Covers data compression, cryptography, and feature selection.
The Formula
Shannon's entropy measures the average amount of information (in bits) per symbol in a message. Higher entropy means more unpredictability and more bits needed to encode the data.
Variables
| Symbol | Meaning |
|---|---|
| H | Entropy (measured in bits when using log base 2) |
| p(x) | Probability of each possible symbol or outcome |
| Σ | Sum over all possible symbols |
| log₂ | Logarithm base 2 |
Example 1
Find the entropy of a fair coin flip
Two outcomes: Heads (p = 0.5), Tails (p = 0.5)
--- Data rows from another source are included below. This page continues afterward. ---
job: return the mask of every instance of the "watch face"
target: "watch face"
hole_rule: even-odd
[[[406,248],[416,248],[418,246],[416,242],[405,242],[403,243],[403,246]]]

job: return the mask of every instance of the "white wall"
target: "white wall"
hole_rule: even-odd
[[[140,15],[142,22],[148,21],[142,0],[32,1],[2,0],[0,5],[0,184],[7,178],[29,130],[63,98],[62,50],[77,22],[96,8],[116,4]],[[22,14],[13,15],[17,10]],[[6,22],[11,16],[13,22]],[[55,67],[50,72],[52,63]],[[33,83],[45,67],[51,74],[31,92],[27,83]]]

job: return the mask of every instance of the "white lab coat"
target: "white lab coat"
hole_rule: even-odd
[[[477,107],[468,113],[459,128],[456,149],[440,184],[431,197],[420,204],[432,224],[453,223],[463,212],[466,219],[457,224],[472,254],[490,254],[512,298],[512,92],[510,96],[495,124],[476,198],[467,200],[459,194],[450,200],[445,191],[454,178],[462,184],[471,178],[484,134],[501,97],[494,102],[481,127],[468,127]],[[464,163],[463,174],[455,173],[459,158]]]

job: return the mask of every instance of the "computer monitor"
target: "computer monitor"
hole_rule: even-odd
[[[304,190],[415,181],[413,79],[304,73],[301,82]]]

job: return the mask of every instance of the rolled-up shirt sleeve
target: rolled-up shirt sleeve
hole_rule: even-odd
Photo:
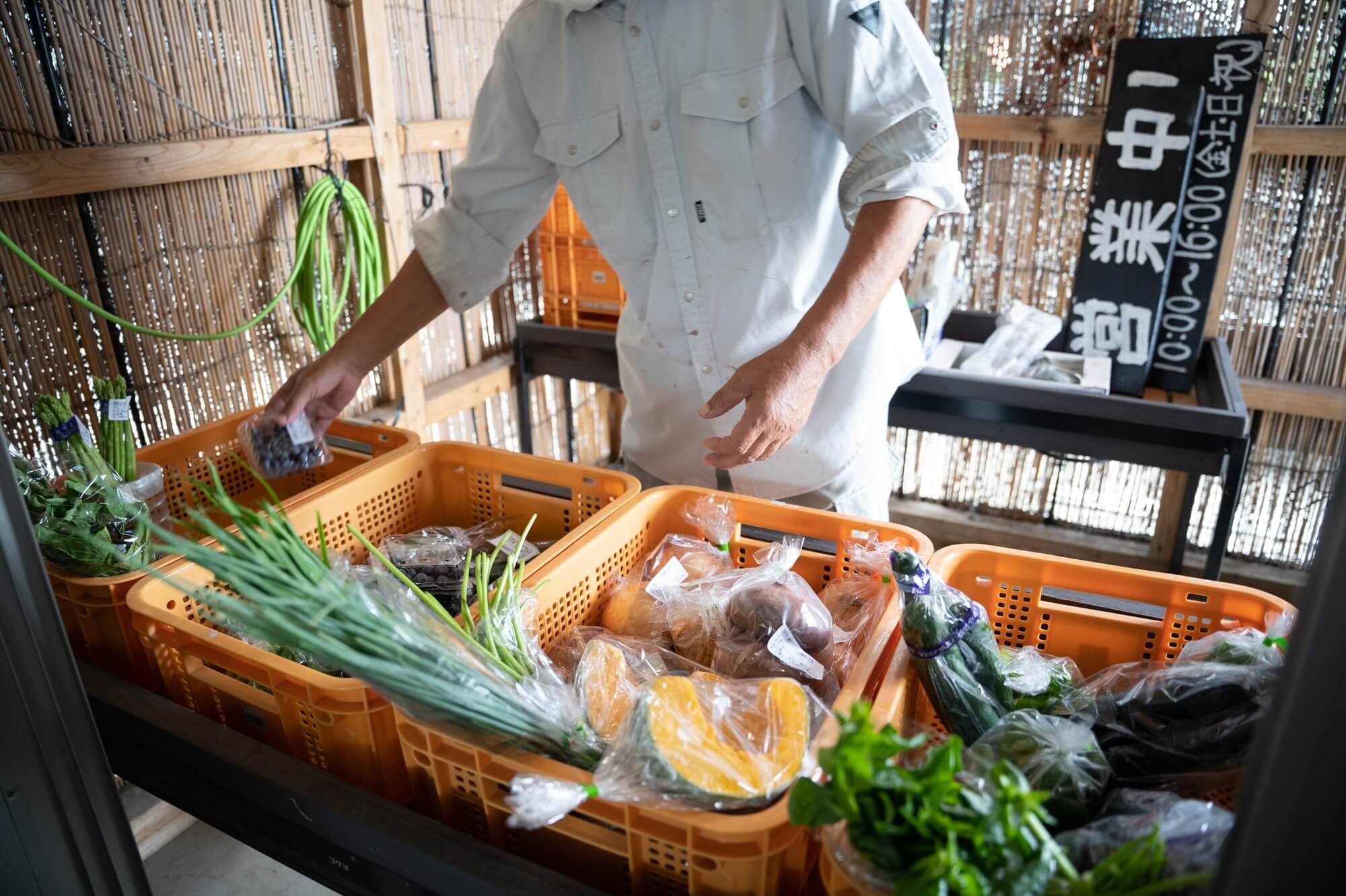
[[[847,227],[870,202],[915,196],[966,213],[958,135],[940,63],[902,0],[786,0],[809,94],[851,153]]]
[[[511,63],[509,32],[476,97],[466,159],[441,210],[416,225],[416,252],[455,311],[505,283],[514,250],[556,191],[556,167],[533,152],[537,121]]]

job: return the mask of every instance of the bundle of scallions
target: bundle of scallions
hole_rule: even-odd
[[[464,613],[460,624],[433,597],[404,588],[409,585],[405,578],[398,584],[382,573],[357,573],[330,558],[322,519],[315,550],[295,531],[275,494],[273,503],[250,510],[229,496],[214,467],[211,478],[211,483],[194,484],[223,525],[202,510],[188,511],[190,519],[179,525],[217,539],[218,548],[171,531],[157,535],[166,550],[202,566],[215,583],[198,587],[174,581],[172,573],[153,574],[209,605],[227,627],[311,652],[427,722],[485,733],[502,745],[580,768],[598,761],[594,739],[564,679],[529,661],[516,622],[507,627],[518,636],[513,643],[501,636],[503,626],[487,624],[487,613],[518,605],[517,549],[494,592],[478,592],[487,595],[483,620],[474,626]],[[237,531],[226,530],[229,525]],[[351,533],[385,562],[367,538]]]

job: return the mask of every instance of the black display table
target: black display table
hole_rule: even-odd
[[[954,312],[944,335],[984,342],[995,330],[995,315]],[[1058,343],[1065,336],[1058,338]],[[551,375],[598,382],[621,389],[615,336],[521,322],[514,336],[518,367],[521,448],[532,453],[532,414],[528,383]],[[1178,400],[1171,400],[1178,398]],[[565,390],[567,412],[569,389]],[[1198,475],[1219,476],[1224,487],[1215,531],[1206,558],[1206,577],[1218,578],[1225,545],[1248,464],[1248,409],[1238,375],[1222,339],[1206,339],[1189,396],[1151,390],[1144,398],[1098,396],[1066,389],[1044,389],[1015,379],[970,378],[922,370],[892,396],[888,422],[894,426],[944,433],[1036,451],[1124,460],[1190,474],[1174,534],[1170,569],[1182,569],[1187,548],[1186,521],[1191,517]],[[568,444],[573,421],[567,413]]]

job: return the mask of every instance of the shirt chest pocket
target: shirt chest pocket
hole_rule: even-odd
[[[794,57],[697,75],[681,89],[696,223],[724,239],[760,238],[816,206],[816,122]]]
[[[654,226],[641,194],[631,140],[618,106],[538,128],[533,152],[556,164],[565,191],[599,250],[612,264],[646,257]]]

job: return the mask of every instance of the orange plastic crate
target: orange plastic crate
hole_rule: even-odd
[[[1261,628],[1268,611],[1289,609],[1280,597],[1242,585],[985,545],[945,548],[930,560],[930,569],[985,607],[1001,646],[1036,646],[1047,654],[1070,657],[1085,675],[1139,659],[1168,665],[1190,640],[1240,626]],[[1044,601],[1043,587],[1152,604],[1164,608],[1164,618],[1156,622]],[[872,718],[876,725],[891,721],[905,735],[922,728],[944,732],[909,657],[906,650],[895,652]],[[1219,790],[1206,798],[1233,807],[1236,795]],[[832,896],[891,892],[852,880],[826,849],[818,874]]]
[[[564,552],[638,488],[633,476],[615,471],[436,441],[296,503],[289,517],[316,546],[320,514],[328,550],[350,552],[362,562],[365,552],[347,523],[377,545],[385,535],[423,526],[536,513],[529,539],[556,544],[528,565],[532,569]],[[205,569],[188,564],[174,576],[195,585],[210,581]],[[143,652],[172,700],[389,799],[408,799],[392,706],[362,681],[326,675],[233,638],[203,622],[179,588],[157,578],[133,588],[127,605],[144,636]]]
[[[209,479],[207,460],[219,468],[225,490],[234,500],[256,506],[267,499],[265,488],[236,459],[240,451],[238,425],[253,413],[245,410],[136,452],[137,460],[163,467],[164,494],[174,517],[186,517],[187,509],[197,505],[199,492],[187,478]],[[287,506],[345,482],[398,448],[420,443],[420,436],[406,429],[346,420],[334,421],[327,439],[332,449],[331,463],[271,483]],[[175,560],[172,556],[162,557],[152,568],[163,569]],[[90,578],[71,576],[48,564],[47,576],[75,657],[144,687],[162,686],[159,671],[145,659],[127,609],[127,593],[145,573]]]
[[[575,626],[596,624],[599,604],[615,577],[625,576],[668,533],[686,531],[682,507],[703,488],[665,486],[630,503],[572,541],[563,553],[529,569],[525,584],[549,580],[538,591],[538,635],[546,647]],[[826,553],[805,545],[794,569],[814,589],[849,569],[843,542],[876,529],[922,556],[930,539],[906,526],[879,523],[756,498],[734,496],[740,530],[731,541],[739,565],[751,565],[765,542],[744,537],[742,526],[770,529],[832,542]],[[817,545],[814,545],[817,548]],[[851,679],[835,704],[844,709],[874,696],[876,673],[886,669],[899,624],[896,601],[865,644]],[[872,682],[871,682],[872,679]],[[785,800],[748,814],[670,811],[591,799],[561,822],[540,831],[505,826],[503,798],[516,774],[533,772],[588,782],[588,772],[537,755],[499,755],[416,722],[398,713],[397,732],[406,753],[419,805],[443,821],[490,839],[541,865],[608,892],[645,893],[794,893],[804,888],[816,857],[812,839],[791,827]]]

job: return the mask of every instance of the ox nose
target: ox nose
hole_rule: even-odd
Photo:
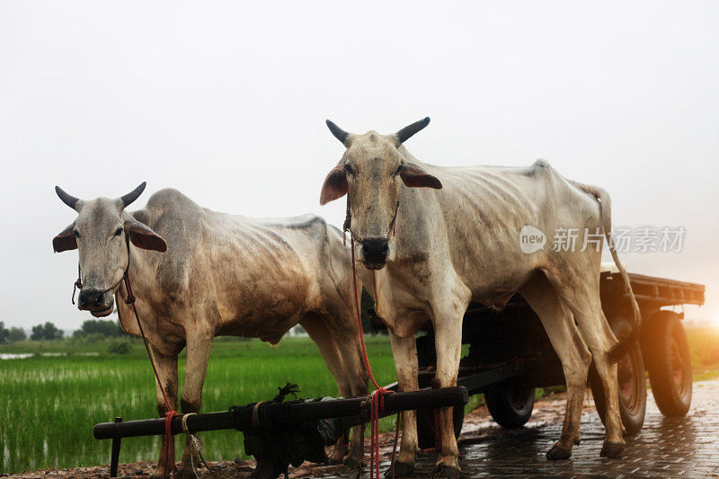
[[[80,309],[95,309],[104,306],[102,291],[100,289],[84,288],[77,297],[77,306]]]
[[[368,262],[385,262],[389,252],[387,240],[385,238],[369,238],[362,243],[362,254]]]

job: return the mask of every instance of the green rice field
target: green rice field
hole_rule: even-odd
[[[0,360],[0,474],[107,464],[110,441],[93,438],[95,423],[115,416],[157,417],[155,381],[142,343],[121,341],[130,343],[129,354],[107,353],[113,342],[109,340],[0,347],[0,354],[32,354]],[[368,349],[377,381],[394,382],[388,340],[368,338]],[[182,390],[183,358],[180,363]],[[287,381],[299,385],[302,397],[337,395],[334,380],[308,339],[287,338],[274,347],[259,341],[216,341],[202,411],[271,399]],[[383,429],[394,427],[393,418],[383,421]],[[200,438],[208,460],[244,457],[236,431],[206,432]],[[181,443],[176,440],[178,455]],[[120,461],[155,461],[159,447],[159,437],[127,439]]]

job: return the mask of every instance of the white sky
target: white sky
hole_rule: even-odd
[[[547,159],[607,189],[615,225],[683,226],[633,271],[706,283],[717,319],[716,2],[0,4],[0,321],[77,327],[75,217],[55,196],[146,181],[247,216],[319,213],[342,146],[388,133],[442,165]]]

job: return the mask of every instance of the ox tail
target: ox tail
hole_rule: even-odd
[[[635,297],[635,293],[632,291],[629,276],[626,274],[626,270],[622,264],[622,262],[619,261],[619,255],[617,253],[617,247],[614,244],[614,238],[612,237],[611,200],[609,199],[609,194],[601,188],[596,186],[582,183],[575,184],[599,200],[601,227],[604,229],[604,235],[607,237],[607,244],[612,254],[614,264],[617,265],[617,269],[619,270],[619,275],[622,277],[625,293],[629,297],[629,302],[632,305],[632,311],[634,313],[632,331],[626,337],[619,340],[619,342],[609,350],[609,359],[616,362],[626,354],[629,348],[631,348],[638,339],[639,326],[642,324],[642,315],[639,311],[639,305],[636,302],[636,297]]]

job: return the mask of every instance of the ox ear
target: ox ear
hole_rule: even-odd
[[[52,238],[52,249],[55,253],[77,249],[77,239],[75,237],[75,221]]]
[[[326,205],[330,201],[342,198],[347,194],[347,176],[344,173],[344,165],[338,164],[330,172],[322,185],[320,194],[320,205]]]
[[[442,188],[442,182],[436,176],[413,163],[404,163],[399,171],[399,175],[404,184],[410,188],[434,188],[435,190]]]
[[[132,244],[138,248],[158,251],[160,253],[167,251],[167,243],[165,243],[162,236],[134,217],[125,221],[125,231],[128,232],[128,235]]]

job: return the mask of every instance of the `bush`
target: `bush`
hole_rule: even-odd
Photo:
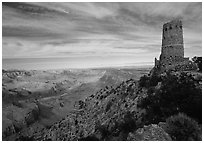
[[[139,86],[149,88],[152,86],[156,86],[160,81],[161,81],[161,77],[158,75],[155,75],[155,74],[152,76],[144,75],[139,80]]]
[[[183,113],[167,118],[166,132],[177,141],[201,140],[198,123]]]
[[[160,89],[148,88],[148,96],[141,101],[147,109],[146,121],[158,123],[169,116],[183,112],[202,122],[202,90],[192,75],[167,73]]]

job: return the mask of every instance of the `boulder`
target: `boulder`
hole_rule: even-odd
[[[171,137],[156,124],[144,126],[129,133],[128,141],[171,141]]]

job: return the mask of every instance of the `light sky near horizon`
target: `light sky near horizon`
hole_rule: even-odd
[[[201,56],[201,2],[2,3],[2,58],[153,63],[162,25],[175,18],[183,21],[185,56]]]

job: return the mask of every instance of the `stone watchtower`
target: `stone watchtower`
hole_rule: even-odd
[[[163,25],[160,64],[168,68],[184,59],[183,29],[180,20],[173,20]]]
[[[173,20],[163,25],[162,48],[159,60],[155,58],[155,68],[160,72],[179,65],[189,64],[184,58],[183,26],[181,20]]]

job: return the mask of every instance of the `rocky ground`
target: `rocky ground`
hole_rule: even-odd
[[[82,73],[78,76],[80,74],[86,76]],[[16,102],[11,107],[7,106],[8,109],[3,108],[3,122],[6,123],[3,130],[4,140],[172,140],[171,135],[167,133],[166,122],[147,122],[148,108],[141,107],[141,101],[149,97],[151,88],[157,91],[161,88],[161,81],[147,88],[140,85],[141,81],[138,81],[137,77],[131,78],[131,74],[134,74],[130,70],[122,70],[120,74],[118,71],[116,73],[106,70],[102,74],[98,82],[82,83],[59,96],[34,100],[29,110],[23,107],[30,102]],[[171,74],[181,76],[180,72]],[[186,74],[192,75],[196,88],[202,89],[202,73],[191,71]],[[84,92],[86,96],[77,96]],[[13,113],[15,110],[16,114]],[[199,126],[201,131],[202,125]],[[199,140],[202,138],[200,131]]]
[[[171,140],[158,125],[144,126],[144,109],[137,106],[147,96],[130,79],[116,88],[106,87],[79,101],[76,111],[51,128],[31,136],[35,140]]]
[[[105,92],[103,90],[106,86],[114,88],[124,80],[138,80],[148,71],[149,69],[3,70],[3,139],[28,139],[31,134],[49,128],[76,110],[73,108],[75,101],[84,102],[88,99],[87,96],[97,91],[99,95]],[[93,100],[90,102],[92,104]]]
H = -(0.5 × log₂(0.5) + 0.5 × log₂(0.5))
H = -(0.5 × (-1) + 0.5 × (-1))
H = 1 bit (maximum entropy for two outcomes)
Example 2
A source emits A (70%), B (20%), C (10%). Find the entropy.
H = -(0.7 × log₂(0.7) + 0.2 × log₂(0.2) + 0.1 × log₂(0.1))
H = -(0.7 × (-0.515) + 0.2 × (-2.322) + 0.1 × (-3.322))
H = -(−0.360 − 0.464 − 0.332)
H ≈ 1.157 bits per symbol
When to Use It
Use Shannon's entropy when:
- Measuring the information content of a data source
- Designing efficient data compression algorithms
- Evaluating the randomness or predictability of data
- Building decision trees in machine learning (information gain)
Key Notes
- Formula: H = −Σ p(x) log₂ p(x): Sum over all possible outcomes x. The log base 2 gives entropy in bits. Using natural log gives nats; log base 10 gives hartleys (dits).
- Maximum entropy means maximum uncertainty: Entropy is maximized when all outcomes are equally likely (uniform distribution). A fair coin (H = 1 bit) has more entropy than a biased coin.
- Zero entropy means certainty: If one outcome has probability 1 and all others 0, entropy is 0 bits — there is no uncertainty at all.
- Foundation of data compression: Shannon's theorem shows no lossless compression scheme can compress a message below its entropy rate. ZIP, MP3, and JPEG all approach this theoretical limit.
- Used in machine learning: Decision trees use information gain (reduction in entropy) to choose which feature to split on. Cross-entropy is the standard loss function for classification models.